Nvidia has just announced one set of algorithm tunings for AI inference, specifically with some tweaks for doing inference for large language models on its TensorRT inference stack. The modifications, called TensorRT-LLM, add an open source modular API for Python, which Nvidia says in the blog post announcing the software tweaks allows for “defining, optimizing, and executing new architectures and enhancements as LLMs evolve,” and adds that it “can be customized easily.” Features for goosing the performance of LLM inference include token streaming, in-flight batching, paged attention, and quantization, and the tweaks can boost LLM inference by quite a bit – basically, on par with what we would expect given that software developers, even inside of Nvidia, need time to refactor or refine their software for the H100s.

Take a look at the inference boost seen for a text summarization workload running on the GPT-J LLM with 6 billion parameters:

The chart says there was a little more than a 4X boost moving from the A100 running the plain vanilla TensorRT inference engine to the H100 running the same TensorRT stack when tests were done in August. And now, with the Tensor RT-LLM tweaks, the performance of the H100 is now just a tiny bit shy of an 8X performance boost over the A100. That means the performance boost from the TensorRT-LLM tweaks is just a little bit less than 2X – which is still nothing to sneeze at. In-flight batching is apparently one of the big drivers of the performance boost.

This particular benchmark, by the way is text summarization done by GPT-J with variable length I/O and using the CNN/DailyMail dataset. The A100 is using FP16 data resolution with PyTorch working in eager mode, and the H100 is exploiting FP8 data resolution and in-flight batching. In general, batching up of inference requests boosts the throughput of any short, in-flight batching allows for parts of a new batch to be started before all of the current batch is completely finished. (Which sort of makes it not precisely batching anymore, right?) This increases the overall throughput of the GPU as it is doing text generation to be increased. In this case, by a factor of by about a little less than 2X.

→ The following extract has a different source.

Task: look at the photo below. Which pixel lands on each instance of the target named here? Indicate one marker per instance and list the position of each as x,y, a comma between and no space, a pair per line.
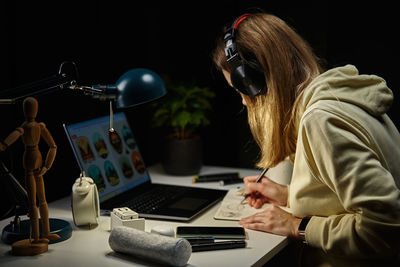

Here is how the Llama-2 LLM with 70 billion parameters, which is the top-end model from Meta Platforms at this point, does with text summaries using the same variable length I/O and the same CNN/DailyMail dataset:

If you do the math (specifically, 4.6X divided by 2.6X), then the addition of the TensorRT-LLM tweaks boosts the performance of the inference on Llama-2 by 1.8X, which is a little bit less of a boost than is seen with the GPT-J model above. What is also interesting is that the jump from the A100 to the H100 using the plain vanilla TensorRT was only 2.6X, which probably speaks to the fact that the Llama-2 model has 11.7X times as many parameters to hold in memory to do the text summarization.

The TensorRT-LLM code is now available for selected early access customers and “will soon be integrated” into its NeMO framework, which in turn is part of the AI Enterprise software stack from Nvidia. Developers and researchers will have access to this TensorRT-LLM code through the Nvidia GPU Cloud or through Nvidia’s source code repository on GitHub. You have to be part of Nvidia’s Developer Program to get early access to TensorRT-LLM.